It was about 6 months after the introduction of Façade when the first cracks in CrossStitch began to appear. The problem was shader compilation times. On MechAssault 2 we measured shader compilation times in microseconds. Loading a brand new level with no cached shader programs in MechAssault 2 might cause a half-second hitch as a hundred new shaders were compiled. If a few new shaders were encountered during actual play, a couple of extra milliseconds in a frame didn’t impact the designers’ ability to evaluate their work. Our initial HLSL shaders were probably a hundred times slower to compile than that on a high-end branch-friendly PC. By the end of 2005 we had moved to proper Xbox 360 development kits and our artists had mastered designing complex effects in Façade. Single shaders were now taking as long as several seconds to compile, and virtually every asset represented a half-dozen unique shaders.
The unexpected 4-5 decimal order of magnitude increase in shader compilation times proved disastrous. CrossStitch was supposed to allow the gameplay programmers, artists, and designers to remain blissfully ignorant of how the graphics feature set was implemented. Now, all of a sudden, everyone on the team was aware of the cost of shader compilation. The pause for shader compilation was long enough that it could easily be mistaken for a crash, and, since it was done entirely on the fly, on-screen notification of the event couldn’t be given until after it was complete. Attempts to make shader compilation asynchronous weren’t very successful because at best objects would pop in seconds after they were supposed to be visible and at worst a subset of the passes in a multipass process would be skipped resulting in unpredictable graphical artifacts. Making matters worse, the long delays at level load were followed by massive hitches as new shaders were encountered during play. It seemed like no matter how many times a designer played a level, new combinations of lighting and effects would be encountered and repeated second-long frame rate hitches would make evaluating the gameplay impossible.
Something had to be done and fast.
Simple optimization was never an option, because almost the entire cost of compilation was in the HLSL compiler itself. Instead I focused my efforts on the CrossStitch shader cache. The local cache was made smarter and more efficient, and extended so that multiple caches could be processed simultaneously. That allowed the QA staff to start checking in their shader caches, which meant tested assets came bundled with all their requisite shaders. Of course content creators frequently work with untested assets, so there was still a lot of unnecessary redundant shader compilation going on.

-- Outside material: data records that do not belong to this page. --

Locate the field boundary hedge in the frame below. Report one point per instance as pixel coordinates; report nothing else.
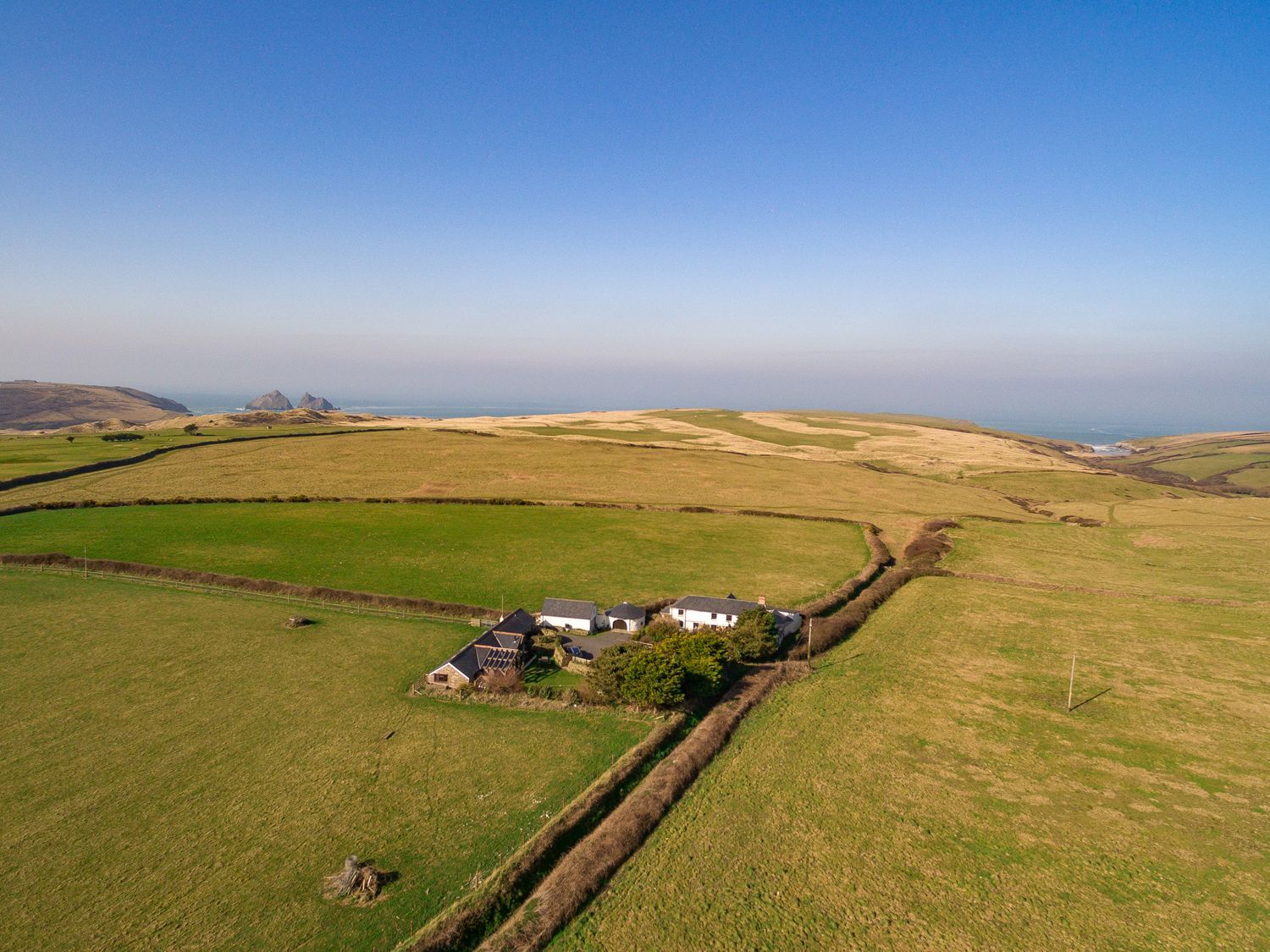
(469, 916)
(53, 475)
(586, 868)
(239, 583)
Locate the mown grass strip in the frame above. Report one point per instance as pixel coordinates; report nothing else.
(101, 465)
(315, 593)
(584, 870)
(470, 918)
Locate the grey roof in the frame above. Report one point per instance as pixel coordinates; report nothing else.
(465, 660)
(627, 612)
(518, 622)
(568, 608)
(494, 650)
(718, 606)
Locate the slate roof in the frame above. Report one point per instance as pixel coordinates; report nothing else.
(627, 612)
(569, 608)
(518, 622)
(719, 606)
(494, 650)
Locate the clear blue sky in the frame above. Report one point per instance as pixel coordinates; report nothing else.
(970, 210)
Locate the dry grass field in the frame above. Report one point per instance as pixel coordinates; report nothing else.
(180, 771)
(437, 464)
(483, 555)
(926, 789)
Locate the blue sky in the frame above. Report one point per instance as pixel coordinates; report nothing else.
(968, 210)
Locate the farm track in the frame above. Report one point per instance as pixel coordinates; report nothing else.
(587, 868)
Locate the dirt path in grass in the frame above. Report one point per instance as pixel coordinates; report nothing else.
(586, 868)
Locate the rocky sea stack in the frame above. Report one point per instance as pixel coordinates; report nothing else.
(310, 403)
(273, 400)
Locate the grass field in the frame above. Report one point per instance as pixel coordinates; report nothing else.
(437, 464)
(180, 771)
(1216, 561)
(926, 789)
(23, 456)
(482, 555)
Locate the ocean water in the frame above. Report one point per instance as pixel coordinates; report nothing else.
(1090, 433)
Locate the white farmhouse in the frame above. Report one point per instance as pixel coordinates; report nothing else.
(572, 614)
(693, 612)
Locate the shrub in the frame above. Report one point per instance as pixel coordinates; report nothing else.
(704, 658)
(754, 636)
(607, 673)
(653, 680)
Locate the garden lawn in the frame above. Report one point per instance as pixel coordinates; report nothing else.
(484, 555)
(927, 789)
(180, 771)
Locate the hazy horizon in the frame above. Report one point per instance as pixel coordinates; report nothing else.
(967, 212)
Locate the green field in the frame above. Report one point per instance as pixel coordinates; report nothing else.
(485, 555)
(926, 789)
(180, 771)
(23, 456)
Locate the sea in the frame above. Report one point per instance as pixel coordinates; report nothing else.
(1100, 434)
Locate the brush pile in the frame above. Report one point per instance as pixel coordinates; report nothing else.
(357, 883)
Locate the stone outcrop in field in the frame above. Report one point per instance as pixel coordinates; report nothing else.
(273, 400)
(310, 403)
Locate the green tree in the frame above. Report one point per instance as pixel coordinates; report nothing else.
(653, 680)
(704, 657)
(754, 636)
(607, 673)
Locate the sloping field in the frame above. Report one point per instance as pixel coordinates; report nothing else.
(1213, 561)
(180, 771)
(482, 555)
(437, 464)
(926, 789)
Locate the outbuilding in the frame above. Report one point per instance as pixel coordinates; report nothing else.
(627, 617)
(572, 614)
(502, 647)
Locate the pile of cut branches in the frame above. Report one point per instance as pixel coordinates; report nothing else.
(357, 883)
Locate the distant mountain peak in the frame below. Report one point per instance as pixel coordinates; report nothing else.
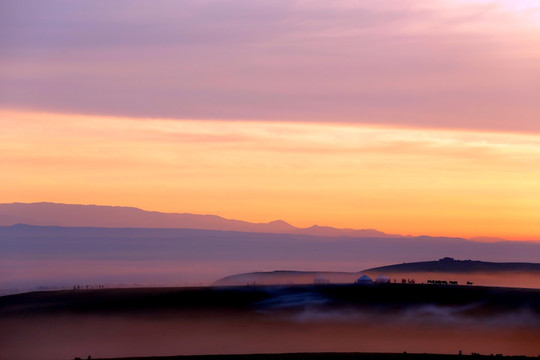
(77, 215)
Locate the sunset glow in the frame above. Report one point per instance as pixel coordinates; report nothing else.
(410, 117)
(398, 180)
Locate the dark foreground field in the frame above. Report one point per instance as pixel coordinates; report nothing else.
(333, 356)
(393, 318)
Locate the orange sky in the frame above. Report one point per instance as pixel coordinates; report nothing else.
(397, 180)
(407, 116)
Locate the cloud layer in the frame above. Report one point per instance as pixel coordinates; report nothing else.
(416, 63)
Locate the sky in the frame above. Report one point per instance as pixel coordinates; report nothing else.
(410, 117)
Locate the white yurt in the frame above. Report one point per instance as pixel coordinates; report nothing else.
(321, 279)
(382, 279)
(363, 280)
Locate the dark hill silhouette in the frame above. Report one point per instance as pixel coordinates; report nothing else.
(444, 265)
(72, 215)
(458, 266)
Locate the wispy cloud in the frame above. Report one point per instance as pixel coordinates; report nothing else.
(401, 180)
(450, 64)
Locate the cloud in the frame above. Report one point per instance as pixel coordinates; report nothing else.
(433, 64)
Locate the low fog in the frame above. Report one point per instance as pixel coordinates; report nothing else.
(33, 257)
(303, 321)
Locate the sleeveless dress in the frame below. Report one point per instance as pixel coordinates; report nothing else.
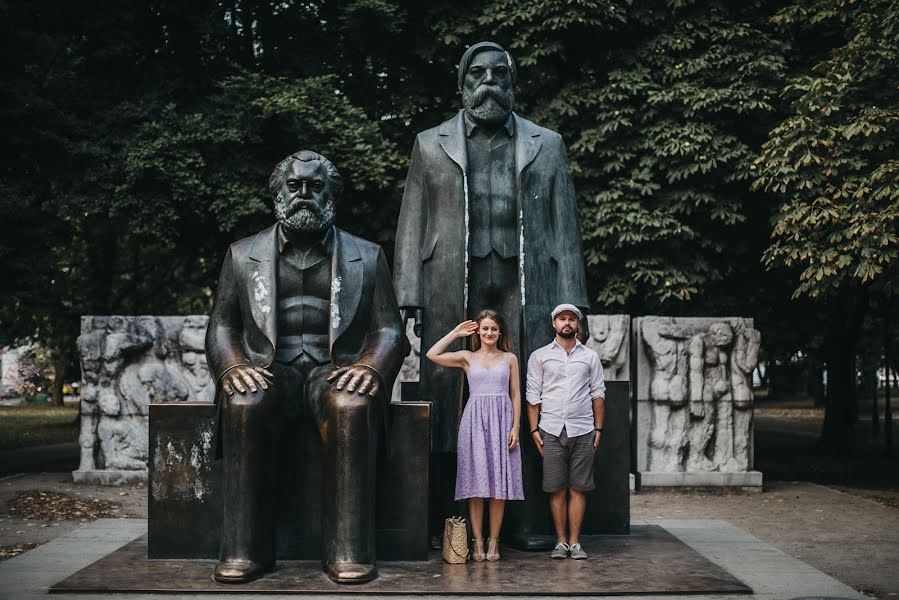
(486, 468)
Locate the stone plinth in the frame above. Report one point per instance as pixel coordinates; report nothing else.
(127, 363)
(694, 401)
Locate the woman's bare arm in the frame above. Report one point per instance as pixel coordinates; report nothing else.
(438, 354)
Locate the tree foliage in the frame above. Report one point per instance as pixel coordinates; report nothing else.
(834, 158)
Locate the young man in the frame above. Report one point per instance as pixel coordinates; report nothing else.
(566, 393)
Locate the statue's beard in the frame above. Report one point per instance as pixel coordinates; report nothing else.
(304, 216)
(489, 104)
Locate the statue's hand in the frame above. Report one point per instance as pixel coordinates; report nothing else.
(246, 378)
(356, 379)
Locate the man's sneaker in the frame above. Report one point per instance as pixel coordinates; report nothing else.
(560, 551)
(577, 553)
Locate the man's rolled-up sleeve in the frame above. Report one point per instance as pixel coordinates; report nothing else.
(534, 392)
(597, 381)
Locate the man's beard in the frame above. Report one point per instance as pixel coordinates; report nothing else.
(489, 104)
(568, 335)
(303, 215)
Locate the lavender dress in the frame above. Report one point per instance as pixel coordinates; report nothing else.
(486, 468)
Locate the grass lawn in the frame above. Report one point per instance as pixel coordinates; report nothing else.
(37, 425)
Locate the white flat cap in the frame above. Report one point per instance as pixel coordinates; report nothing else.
(568, 307)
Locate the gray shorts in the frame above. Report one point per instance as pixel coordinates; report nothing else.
(568, 462)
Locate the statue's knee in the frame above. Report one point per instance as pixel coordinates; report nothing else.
(249, 402)
(343, 401)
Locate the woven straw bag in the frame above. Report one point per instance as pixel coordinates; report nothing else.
(455, 540)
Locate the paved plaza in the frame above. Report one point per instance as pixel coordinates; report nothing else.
(770, 573)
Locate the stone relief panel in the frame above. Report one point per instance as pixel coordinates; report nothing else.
(694, 395)
(411, 365)
(610, 339)
(126, 364)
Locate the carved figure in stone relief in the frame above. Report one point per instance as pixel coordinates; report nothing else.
(710, 407)
(410, 369)
(607, 338)
(744, 358)
(104, 355)
(668, 390)
(124, 443)
(705, 365)
(191, 343)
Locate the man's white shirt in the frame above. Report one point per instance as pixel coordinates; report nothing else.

To further improve things we introduced a network shader cache. Shaders were still compiled on-target, but when a missing shader was encountered it would be fetched from a network server before being compiled locally. Clients updated servers with newly compiled shaders, and since Day 1 has multiple offices and supports distributed development, multiple servers had to be smart enough to act as proxies for one another.
With improvements to the shader cache, life with dynamic, on-the-fly shader compilation was tolerable but not great. The caching system has only had a few bugs in its lifetime, but it is far more complicated than you might expect and only really understood by a couple of people. Consequently, a sort of mythology has developed around the shader cache. Just as programmers will suggest a full rebuild to one another as a possible solution to an inexplicable code bug, content creators and testers can be heard asking each other, “have you tried deleting your shader cache?”

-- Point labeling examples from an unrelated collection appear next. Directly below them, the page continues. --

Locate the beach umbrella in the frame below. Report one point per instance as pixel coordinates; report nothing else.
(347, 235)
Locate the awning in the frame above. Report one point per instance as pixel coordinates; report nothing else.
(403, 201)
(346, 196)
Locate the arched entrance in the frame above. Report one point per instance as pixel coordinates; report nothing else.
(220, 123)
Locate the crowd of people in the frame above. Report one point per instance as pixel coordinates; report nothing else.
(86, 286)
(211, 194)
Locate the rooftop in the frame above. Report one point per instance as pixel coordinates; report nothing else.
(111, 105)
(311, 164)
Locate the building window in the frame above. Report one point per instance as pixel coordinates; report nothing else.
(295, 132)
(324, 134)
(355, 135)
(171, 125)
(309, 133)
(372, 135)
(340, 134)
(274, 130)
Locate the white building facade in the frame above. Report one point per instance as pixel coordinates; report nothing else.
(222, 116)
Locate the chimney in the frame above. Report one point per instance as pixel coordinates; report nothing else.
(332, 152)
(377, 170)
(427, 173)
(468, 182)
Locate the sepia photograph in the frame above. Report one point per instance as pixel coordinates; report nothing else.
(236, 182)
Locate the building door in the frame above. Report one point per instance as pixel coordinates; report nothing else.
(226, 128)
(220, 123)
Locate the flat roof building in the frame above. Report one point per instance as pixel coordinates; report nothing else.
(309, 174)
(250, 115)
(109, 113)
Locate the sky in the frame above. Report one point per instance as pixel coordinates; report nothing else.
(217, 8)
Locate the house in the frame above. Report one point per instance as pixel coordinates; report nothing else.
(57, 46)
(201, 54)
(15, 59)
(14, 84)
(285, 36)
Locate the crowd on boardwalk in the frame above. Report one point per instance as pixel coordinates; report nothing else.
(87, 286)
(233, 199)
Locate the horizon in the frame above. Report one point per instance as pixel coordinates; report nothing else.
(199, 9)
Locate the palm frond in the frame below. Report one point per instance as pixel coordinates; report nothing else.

At the same time as I was making improvements to the shader cache, I was also working towards the goal of having all shaders needed for an asset compiled at the time the asset was loaded. I figured compiling shaders at load time would solve the in-game hitching problem and it also seemed like a necessary step towards my eventual goal of moving shader compilation offline. Unfortunately, doing that without fundamentally changing the nature and usage of CrossStitch was equivalent to solving the halting problem. CrossStitch exposes literally billions of possible shader programs to the content, taking advantage of the fact that only a small fraction of those will actually be used. Which fraction, however, is determined by a mind-bending, platform-specific tangle of artist content, lua script, and C++ code.
I remember feeling pretty pleased with myself at the end of MechAssault 2 when I learned that Far Cry required a 430 megabyte shader cache compared to MA2’s svelte 500 kilobyte cache. That satisfaction evaporated pretty quickly during the man-weeks I spent tracking down unpredicted shader combinations in Fracture.

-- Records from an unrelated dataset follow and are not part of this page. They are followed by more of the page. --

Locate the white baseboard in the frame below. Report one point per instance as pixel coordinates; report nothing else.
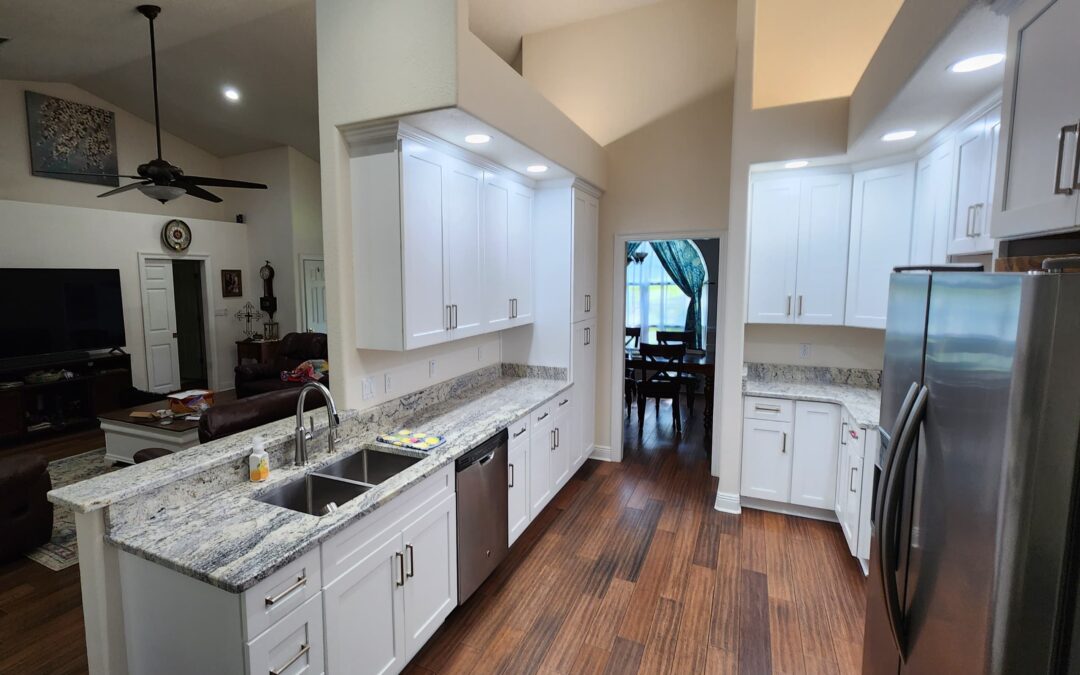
(802, 512)
(602, 453)
(728, 503)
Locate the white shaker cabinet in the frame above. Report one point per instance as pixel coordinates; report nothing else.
(975, 148)
(931, 223)
(813, 459)
(881, 206)
(798, 248)
(1038, 186)
(585, 226)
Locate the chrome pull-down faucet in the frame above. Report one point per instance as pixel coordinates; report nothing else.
(304, 434)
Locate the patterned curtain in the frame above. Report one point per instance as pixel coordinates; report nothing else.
(684, 265)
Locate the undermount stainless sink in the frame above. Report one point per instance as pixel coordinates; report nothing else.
(313, 493)
(370, 467)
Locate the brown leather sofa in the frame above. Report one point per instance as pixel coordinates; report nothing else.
(26, 515)
(226, 419)
(259, 378)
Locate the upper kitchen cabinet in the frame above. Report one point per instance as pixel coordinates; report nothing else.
(435, 239)
(585, 227)
(1037, 189)
(975, 151)
(798, 248)
(881, 206)
(931, 226)
(507, 227)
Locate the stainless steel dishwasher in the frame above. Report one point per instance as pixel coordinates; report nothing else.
(482, 513)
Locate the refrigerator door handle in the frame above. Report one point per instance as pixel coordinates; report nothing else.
(888, 548)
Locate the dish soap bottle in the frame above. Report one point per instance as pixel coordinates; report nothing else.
(258, 461)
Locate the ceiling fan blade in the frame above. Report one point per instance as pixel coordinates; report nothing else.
(223, 183)
(75, 173)
(194, 190)
(130, 186)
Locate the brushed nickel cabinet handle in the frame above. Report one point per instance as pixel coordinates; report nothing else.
(304, 649)
(299, 583)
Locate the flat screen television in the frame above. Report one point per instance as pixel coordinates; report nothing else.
(59, 310)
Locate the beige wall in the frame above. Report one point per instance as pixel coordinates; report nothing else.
(617, 73)
(135, 145)
(670, 176)
(829, 346)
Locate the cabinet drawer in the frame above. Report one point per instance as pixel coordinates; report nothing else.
(293, 646)
(281, 593)
(518, 432)
(341, 552)
(759, 407)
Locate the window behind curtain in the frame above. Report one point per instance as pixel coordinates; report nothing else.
(653, 301)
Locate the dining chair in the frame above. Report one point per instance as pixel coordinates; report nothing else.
(657, 358)
(690, 381)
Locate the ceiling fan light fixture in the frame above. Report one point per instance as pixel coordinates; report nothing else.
(162, 192)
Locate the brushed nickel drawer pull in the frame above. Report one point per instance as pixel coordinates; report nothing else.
(304, 649)
(299, 583)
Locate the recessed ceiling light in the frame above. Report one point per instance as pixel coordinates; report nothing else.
(901, 135)
(977, 63)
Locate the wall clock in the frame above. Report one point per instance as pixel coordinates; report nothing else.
(176, 234)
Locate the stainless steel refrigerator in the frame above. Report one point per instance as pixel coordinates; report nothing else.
(974, 558)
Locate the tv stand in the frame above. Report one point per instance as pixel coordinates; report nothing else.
(98, 383)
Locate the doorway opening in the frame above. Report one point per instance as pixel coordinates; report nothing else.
(670, 307)
(190, 323)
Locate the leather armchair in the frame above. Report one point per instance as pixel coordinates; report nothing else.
(258, 378)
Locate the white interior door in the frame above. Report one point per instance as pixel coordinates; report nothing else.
(159, 325)
(314, 295)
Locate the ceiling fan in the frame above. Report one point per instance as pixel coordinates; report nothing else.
(158, 178)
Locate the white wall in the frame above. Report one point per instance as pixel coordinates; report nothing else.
(829, 346)
(43, 235)
(135, 145)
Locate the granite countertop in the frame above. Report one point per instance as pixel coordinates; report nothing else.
(232, 541)
(863, 403)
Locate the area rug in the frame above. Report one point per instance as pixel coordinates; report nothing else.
(62, 550)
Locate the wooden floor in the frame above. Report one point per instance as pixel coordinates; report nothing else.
(630, 569)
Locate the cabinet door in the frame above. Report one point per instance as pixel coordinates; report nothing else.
(767, 459)
(564, 440)
(815, 448)
(497, 304)
(972, 181)
(461, 194)
(423, 251)
(365, 612)
(520, 246)
(880, 240)
(431, 572)
(773, 237)
(541, 444)
(931, 221)
(1042, 104)
(585, 223)
(517, 491)
(822, 267)
(583, 374)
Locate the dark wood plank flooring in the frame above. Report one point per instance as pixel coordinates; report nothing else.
(630, 569)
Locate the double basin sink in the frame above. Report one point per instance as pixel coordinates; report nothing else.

Even so, by the time we entered full production on Fracture, shader compilation was about as good as it was ever going to get. A nightly build process loaded every production level and generated a fresh cache. The build process updated the network shader cache in addition to updating the shader cache distributed with resources, so the team had a nearly perfect cache to start each day with.
As if the time costs of shader compilation weren’t enough, CrossStitch suffered from an even worse problem on the Xbox 360. Fracture’s terrain system implemented a splatting system that composited multiple Facade materials into a localized über material, and then decomposed the über material into multiple passes according the register, sampler, and instruction limits of the target profile. The result was some truly insane shader programs.
A few Fracture terrain shaders took over 30 seconds to compile and consumed over 160 megabytes of memory in the process. Since the Xbox 360 development kits have no spare memory, this posed a major problem. There were times when the content creators would generate a shader that could not be compiled on target without running out of memory and crashing. It has only happened three times in five years, but we’ve actually had to run the game in a special, minimal memory mode in order to free up enough memory to compile a necessary shader for a particularly complex piece of content. Once the shader is present in the network cache, the offending content can be checked in and the rest of the team is none the wiser.
Such things are not unusual in game development, but it still kills me to be responsible for such a god-awful hack of a process.
And yet, CrossStitch continues to earn its keep. Having our own compiler bridging the gap between our shader code and the platform compiler has proved to be a very powerful thing. When we added support for the Playstation 3, Chris modified the CrossStitch back-end to compensate for little differences in the Cg compiler. When I began to worry that some of our shaders were interpolator bound on the Xbox 360, the CrossStitch back-end was modified to perform automatic interpolator packing. When I added support for Direct3D 10 and several texture formats went missing, CrossStitch allowed me to emulate the missing texture formats in late-bound fragments. There doesn’t seem to be a problem CrossStitch can’t solve, except, of course, for the staggering inefficiency of its on-target, on-the-fly compilation.
For our next project I’m going to remove CrossStitch from Despair. I’m going to do it with a scalpel if possible, but I’ll do it with a chainsaw if necessary. I’m nervous about it, because despite my angst and my disillusionment with dynamic shader compilation, Day 1’s artists are almost universally fans of the Despair renderer. They see Façade and the other elements of Despair graphics as a powerful and flexible package that lets them flex their artistic muscles. I can’t take that away from them, but I also can’t bear to write another line of code to work around the costs of on-the-fly shader compilation.
It is clear to me now what I didn’t want to accept five years ago. Everyone who has a say in it sees the evolution of GPU programs paralleling the evolution of CPU programs: code is static and data is dynamic. CrossStitch has had a good run, but fighting the prevailing trends is never a happy enterprise. Frameworks like DirectX Effects and CgFx have become far more full-featured and production-ready than I expected, and I’m reasonably confident I can find a way to map the majority of Despair’s graphics features onto them. Whatever I come up with, it will draw a clear line between the engine and its shaders and ensure that shaders can be compiled wherever and whenever future platforms demand.